I started out as just another member. When the owner put out a call for assistance, I became one of three moderators. Now the three of us have taken over as owners. We divide the tasks. I’m known as The Cleaning Lady.

Our group is genre-specific. We’re crime-fiction writers, although we span a wide range from historical to traditional to thriller to paranormal. And anything in between. We keep a maximum of 20 members, and participation is required. Each member must critique three submissions and post one chapter each month. If you want to run more than one chapter a month through the group, you must critique three for each one.

I’d love to say the system runs flawlessly, but I’d be lying. It’s my job to track everyone’s submissions and critiques. If a member stops participating, it’s up to me to nudge them.

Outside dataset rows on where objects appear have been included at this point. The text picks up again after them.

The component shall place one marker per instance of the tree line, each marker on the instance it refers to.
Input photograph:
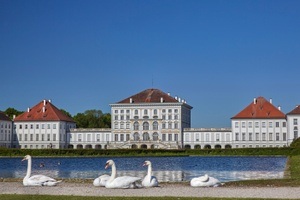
(88, 119)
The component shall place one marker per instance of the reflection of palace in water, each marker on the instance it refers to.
(151, 119)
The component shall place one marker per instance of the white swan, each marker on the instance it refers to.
(37, 180)
(149, 180)
(205, 181)
(122, 181)
(101, 180)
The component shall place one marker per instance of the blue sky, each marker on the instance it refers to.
(218, 55)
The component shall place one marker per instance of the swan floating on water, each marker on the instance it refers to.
(205, 181)
(149, 180)
(101, 180)
(122, 181)
(36, 180)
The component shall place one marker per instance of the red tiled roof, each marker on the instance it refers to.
(4, 117)
(41, 112)
(296, 111)
(260, 109)
(150, 96)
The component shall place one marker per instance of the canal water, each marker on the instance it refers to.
(166, 169)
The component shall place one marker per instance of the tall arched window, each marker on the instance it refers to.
(135, 126)
(146, 136)
(155, 125)
(145, 126)
(136, 137)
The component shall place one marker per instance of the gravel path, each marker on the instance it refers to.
(178, 190)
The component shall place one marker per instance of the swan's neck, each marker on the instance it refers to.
(149, 170)
(113, 173)
(28, 168)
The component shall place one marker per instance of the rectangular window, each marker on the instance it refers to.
(250, 136)
(277, 136)
(236, 136)
(270, 136)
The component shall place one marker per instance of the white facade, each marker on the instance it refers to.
(5, 131)
(207, 138)
(41, 134)
(293, 120)
(248, 133)
(91, 138)
(149, 125)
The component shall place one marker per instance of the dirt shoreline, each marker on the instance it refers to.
(165, 189)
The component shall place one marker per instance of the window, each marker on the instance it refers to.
(270, 124)
(243, 136)
(257, 136)
(250, 124)
(155, 125)
(263, 136)
(243, 124)
(155, 136)
(146, 136)
(283, 124)
(145, 126)
(236, 124)
(270, 136)
(284, 136)
(236, 136)
(170, 125)
(295, 121)
(136, 137)
(277, 136)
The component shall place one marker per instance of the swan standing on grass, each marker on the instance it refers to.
(205, 181)
(122, 181)
(149, 180)
(101, 180)
(36, 180)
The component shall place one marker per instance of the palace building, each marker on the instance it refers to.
(151, 119)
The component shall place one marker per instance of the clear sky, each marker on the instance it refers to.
(87, 54)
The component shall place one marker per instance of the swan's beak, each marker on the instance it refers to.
(106, 165)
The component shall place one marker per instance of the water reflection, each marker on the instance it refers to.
(166, 169)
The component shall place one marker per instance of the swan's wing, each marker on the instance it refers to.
(203, 178)
(41, 180)
(124, 182)
(101, 180)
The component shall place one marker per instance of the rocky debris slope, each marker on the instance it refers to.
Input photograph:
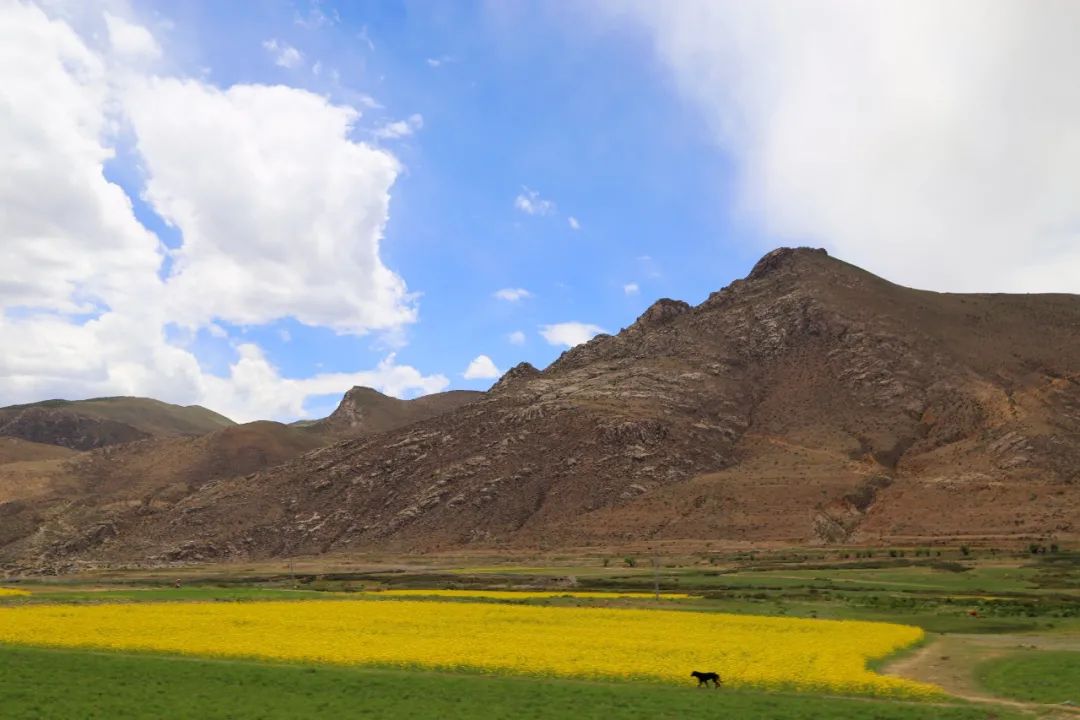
(365, 410)
(811, 402)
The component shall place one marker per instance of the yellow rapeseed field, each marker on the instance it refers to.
(528, 595)
(594, 642)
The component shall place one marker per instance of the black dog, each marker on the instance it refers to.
(703, 678)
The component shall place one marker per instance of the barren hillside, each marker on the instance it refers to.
(811, 402)
(94, 423)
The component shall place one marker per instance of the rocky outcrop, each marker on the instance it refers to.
(810, 402)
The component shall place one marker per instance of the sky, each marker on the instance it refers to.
(255, 206)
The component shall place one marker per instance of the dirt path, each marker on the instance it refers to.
(948, 662)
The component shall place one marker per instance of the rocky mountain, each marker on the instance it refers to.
(103, 421)
(809, 403)
(55, 502)
(364, 410)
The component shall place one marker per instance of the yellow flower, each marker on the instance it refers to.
(660, 646)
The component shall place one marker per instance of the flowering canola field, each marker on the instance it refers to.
(593, 642)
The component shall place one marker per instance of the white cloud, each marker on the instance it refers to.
(248, 256)
(254, 383)
(401, 127)
(481, 368)
(569, 334)
(512, 294)
(914, 138)
(284, 54)
(530, 203)
(131, 40)
(218, 164)
(315, 18)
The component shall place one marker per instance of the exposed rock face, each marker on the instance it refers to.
(811, 402)
(67, 430)
(521, 372)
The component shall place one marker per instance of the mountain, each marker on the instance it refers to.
(55, 502)
(13, 449)
(809, 403)
(364, 410)
(94, 423)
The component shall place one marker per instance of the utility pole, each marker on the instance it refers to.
(656, 578)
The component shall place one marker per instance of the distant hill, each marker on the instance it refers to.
(103, 421)
(364, 410)
(67, 504)
(13, 449)
(55, 503)
(811, 402)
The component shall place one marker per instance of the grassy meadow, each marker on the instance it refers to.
(550, 637)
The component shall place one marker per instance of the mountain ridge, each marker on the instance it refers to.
(810, 402)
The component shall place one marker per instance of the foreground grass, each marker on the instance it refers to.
(1039, 677)
(38, 683)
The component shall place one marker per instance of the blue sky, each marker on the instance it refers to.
(512, 100)
(254, 206)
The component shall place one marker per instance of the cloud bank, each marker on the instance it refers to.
(937, 144)
(91, 300)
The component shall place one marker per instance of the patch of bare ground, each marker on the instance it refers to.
(948, 662)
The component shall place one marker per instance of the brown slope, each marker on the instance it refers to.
(365, 410)
(103, 421)
(13, 449)
(57, 507)
(811, 402)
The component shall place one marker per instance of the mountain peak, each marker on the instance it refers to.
(783, 257)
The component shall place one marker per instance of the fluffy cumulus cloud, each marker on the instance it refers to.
(284, 54)
(530, 203)
(569, 335)
(481, 368)
(219, 164)
(934, 143)
(512, 294)
(400, 128)
(86, 303)
(131, 40)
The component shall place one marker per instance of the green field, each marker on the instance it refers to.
(1038, 677)
(50, 683)
(976, 610)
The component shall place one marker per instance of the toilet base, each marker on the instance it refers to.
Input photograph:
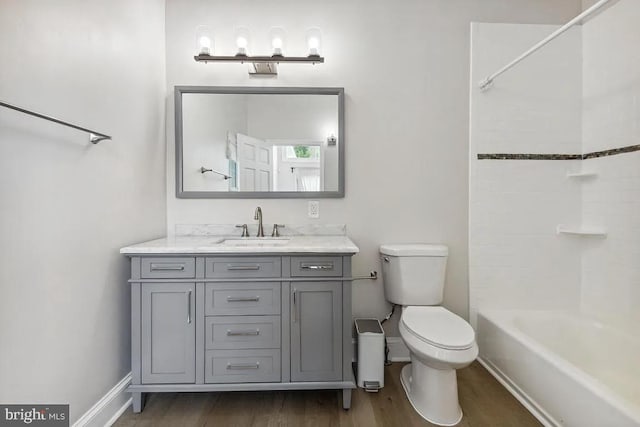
(433, 393)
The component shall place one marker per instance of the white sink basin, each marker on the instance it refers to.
(258, 241)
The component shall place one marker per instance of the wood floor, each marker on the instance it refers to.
(484, 403)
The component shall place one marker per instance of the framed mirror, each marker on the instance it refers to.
(259, 142)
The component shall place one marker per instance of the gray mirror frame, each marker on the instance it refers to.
(182, 194)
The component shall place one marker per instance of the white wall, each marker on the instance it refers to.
(610, 267)
(405, 70)
(516, 258)
(67, 206)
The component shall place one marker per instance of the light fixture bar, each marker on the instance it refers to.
(247, 58)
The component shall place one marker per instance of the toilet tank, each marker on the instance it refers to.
(414, 274)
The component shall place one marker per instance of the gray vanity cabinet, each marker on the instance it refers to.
(168, 333)
(234, 322)
(316, 331)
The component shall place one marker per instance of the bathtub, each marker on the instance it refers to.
(567, 369)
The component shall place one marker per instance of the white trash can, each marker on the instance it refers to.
(370, 354)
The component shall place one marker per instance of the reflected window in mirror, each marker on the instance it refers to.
(259, 142)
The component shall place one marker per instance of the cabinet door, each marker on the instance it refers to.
(168, 333)
(316, 331)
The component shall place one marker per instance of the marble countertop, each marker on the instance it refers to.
(215, 245)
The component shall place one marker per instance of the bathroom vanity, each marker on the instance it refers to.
(215, 314)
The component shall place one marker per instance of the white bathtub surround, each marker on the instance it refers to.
(611, 115)
(287, 230)
(516, 258)
(216, 245)
(587, 380)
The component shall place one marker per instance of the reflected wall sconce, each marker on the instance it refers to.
(261, 64)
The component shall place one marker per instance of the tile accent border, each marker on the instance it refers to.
(592, 155)
(612, 152)
(507, 156)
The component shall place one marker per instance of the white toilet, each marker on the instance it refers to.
(439, 341)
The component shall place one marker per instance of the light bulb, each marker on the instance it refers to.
(314, 41)
(205, 44)
(204, 40)
(242, 40)
(278, 37)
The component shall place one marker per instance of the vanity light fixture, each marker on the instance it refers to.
(262, 64)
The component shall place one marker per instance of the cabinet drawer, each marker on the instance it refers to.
(242, 366)
(168, 268)
(316, 266)
(242, 267)
(237, 298)
(242, 332)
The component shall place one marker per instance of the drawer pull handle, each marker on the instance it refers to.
(167, 267)
(243, 299)
(316, 266)
(189, 307)
(243, 267)
(236, 366)
(231, 333)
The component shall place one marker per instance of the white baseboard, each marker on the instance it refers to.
(398, 352)
(109, 408)
(522, 397)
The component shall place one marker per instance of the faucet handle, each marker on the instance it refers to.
(276, 231)
(245, 230)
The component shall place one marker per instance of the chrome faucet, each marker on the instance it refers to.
(258, 216)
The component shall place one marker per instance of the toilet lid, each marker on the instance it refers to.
(439, 327)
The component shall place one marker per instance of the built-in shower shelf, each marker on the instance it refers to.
(581, 231)
(585, 174)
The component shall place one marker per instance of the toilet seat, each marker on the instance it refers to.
(438, 327)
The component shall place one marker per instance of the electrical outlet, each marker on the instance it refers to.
(313, 209)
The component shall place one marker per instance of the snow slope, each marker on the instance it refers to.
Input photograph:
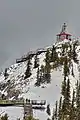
(50, 92)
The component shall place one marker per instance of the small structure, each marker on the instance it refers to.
(63, 34)
(28, 110)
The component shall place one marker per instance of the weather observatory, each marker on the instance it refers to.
(63, 34)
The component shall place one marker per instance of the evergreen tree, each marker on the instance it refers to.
(66, 67)
(66, 102)
(53, 116)
(28, 70)
(72, 110)
(38, 78)
(78, 102)
(6, 74)
(48, 110)
(63, 91)
(74, 54)
(60, 109)
(53, 54)
(47, 75)
(56, 111)
(72, 71)
(36, 61)
(5, 117)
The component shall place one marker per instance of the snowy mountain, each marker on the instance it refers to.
(14, 84)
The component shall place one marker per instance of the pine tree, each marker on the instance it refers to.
(53, 116)
(36, 62)
(48, 110)
(56, 111)
(38, 78)
(72, 109)
(74, 54)
(72, 71)
(53, 54)
(47, 75)
(5, 117)
(63, 91)
(66, 102)
(78, 103)
(6, 74)
(28, 70)
(60, 109)
(66, 67)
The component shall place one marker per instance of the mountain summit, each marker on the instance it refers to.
(40, 75)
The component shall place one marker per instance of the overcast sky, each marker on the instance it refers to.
(30, 24)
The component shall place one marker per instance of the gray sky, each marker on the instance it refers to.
(28, 24)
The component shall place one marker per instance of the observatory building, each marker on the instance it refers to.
(63, 34)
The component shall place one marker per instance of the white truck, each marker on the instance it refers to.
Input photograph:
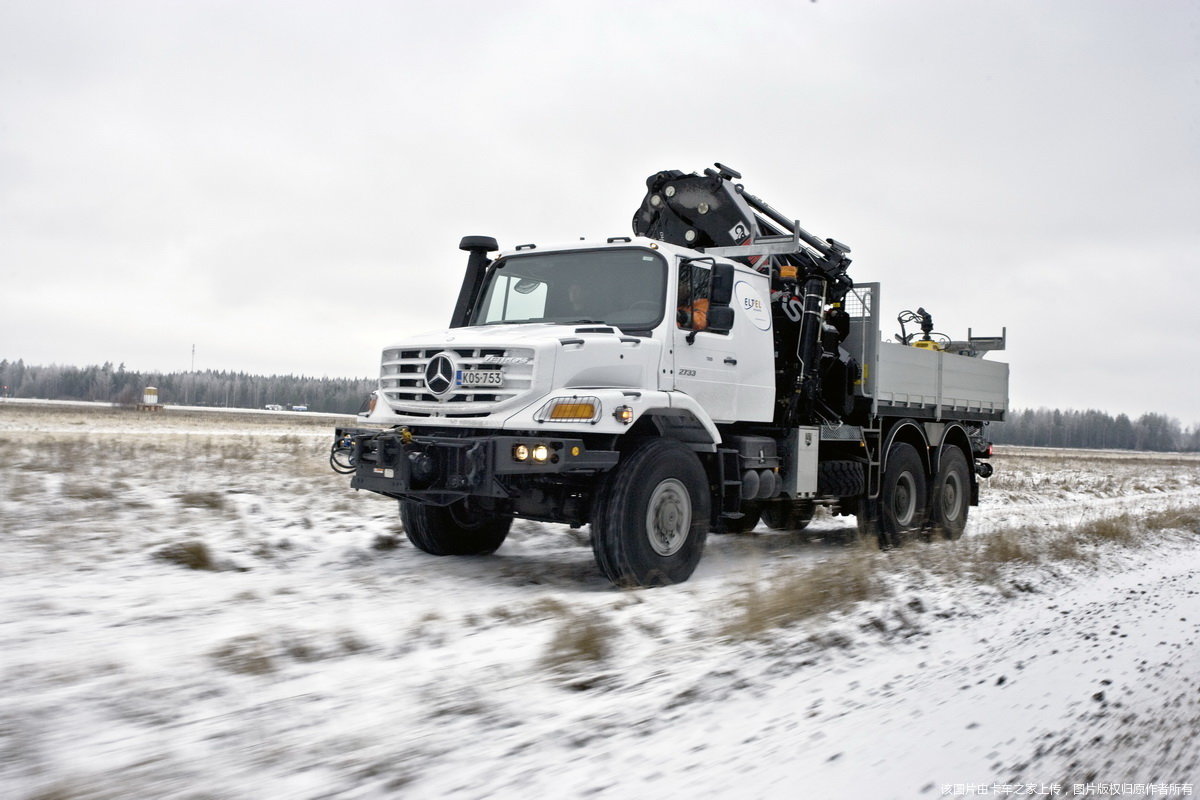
(715, 370)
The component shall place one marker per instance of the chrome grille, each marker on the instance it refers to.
(403, 384)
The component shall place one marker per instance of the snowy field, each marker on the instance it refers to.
(193, 606)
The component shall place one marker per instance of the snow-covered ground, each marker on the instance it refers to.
(319, 655)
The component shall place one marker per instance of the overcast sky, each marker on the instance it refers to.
(283, 185)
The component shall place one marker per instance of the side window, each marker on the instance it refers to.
(514, 298)
(691, 312)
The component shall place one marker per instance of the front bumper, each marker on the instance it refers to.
(442, 469)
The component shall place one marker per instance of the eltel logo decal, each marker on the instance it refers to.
(753, 305)
(439, 374)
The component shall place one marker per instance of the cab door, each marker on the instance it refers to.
(706, 364)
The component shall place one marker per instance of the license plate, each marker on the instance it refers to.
(480, 378)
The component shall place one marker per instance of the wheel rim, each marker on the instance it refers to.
(904, 500)
(952, 498)
(669, 517)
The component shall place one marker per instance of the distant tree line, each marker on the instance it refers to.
(1097, 429)
(107, 384)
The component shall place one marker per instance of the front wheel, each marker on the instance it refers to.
(652, 516)
(456, 529)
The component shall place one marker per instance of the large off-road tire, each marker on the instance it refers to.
(748, 522)
(456, 529)
(787, 515)
(899, 512)
(651, 518)
(952, 494)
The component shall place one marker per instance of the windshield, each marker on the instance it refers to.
(617, 287)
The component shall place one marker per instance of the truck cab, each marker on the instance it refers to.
(561, 337)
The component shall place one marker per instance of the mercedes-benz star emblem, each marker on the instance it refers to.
(439, 374)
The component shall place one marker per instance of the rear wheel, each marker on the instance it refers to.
(652, 516)
(787, 515)
(952, 493)
(900, 510)
(456, 529)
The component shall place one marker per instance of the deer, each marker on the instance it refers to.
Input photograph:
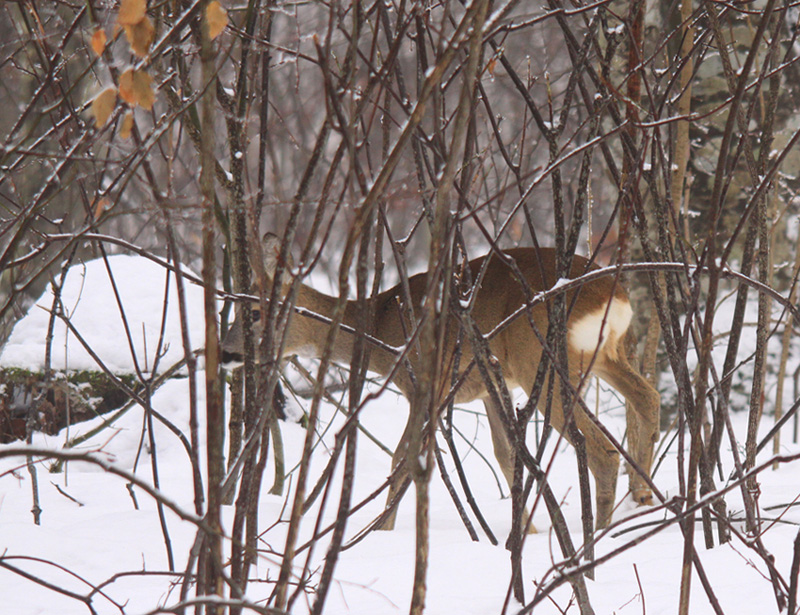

If they continue to drop the ball, I drop them.

Sometimes I hate my job.

But with only 20 members, we need to keep everyone honest. Besides, I’m not the wicked witch (although I’m sure there’s at least one member who might disagree—you know who you are!). If life has simply gotten in the way, I’m happy to put a member “on hold” for a month or two, reserving their space until they can get back to writing.

There are good and bad points to a critique group of this size. With twenty members, not everyone is going to be on the same level skill-wise, whether you’re talking about writing skill or critiquing skill. We have published authors. We have rank beginners. Not all the stories are to everyone’s tastes, either. But the good part is that members do tend to gravitate toward those they can best work with. No one has to read all the submissions (although there are those over-achievers who try—you know who YOU are, too!) We tend to have “clusters” of members who critique each other’s work.

Each member gets at least three critiques on each of their chapters. Often they’ll get more. So while they may not find one person’s comments particularly helpful, another critique might really ring true to them. Even the very unskilled, beginning critiquer can offer some insight from a reader’s point of view.

Regardless of how helpful a particular critique might be, I think it’s of the utmost importance to be gracious in receiving it. You may disagree with the feedback, but that person took the time to read your stuff and offer suggestions on how they think you might make it stronger. You can take it or leave it, but it’s nice to offer a genuine thank you to the critiquer. After all, that person spent time on your story. Time they could have spent working on their own.

I’ve been a member of other online critique groups as well. Most weren’t as structured as this one. But those didn’t seem as productive either. Having the obligation to post and critique each month keeps our members plodding (and plotting) ahead. I’ve run three and a half manuscripts through this group and my writing has benefited greatly from the feedback I’ve received.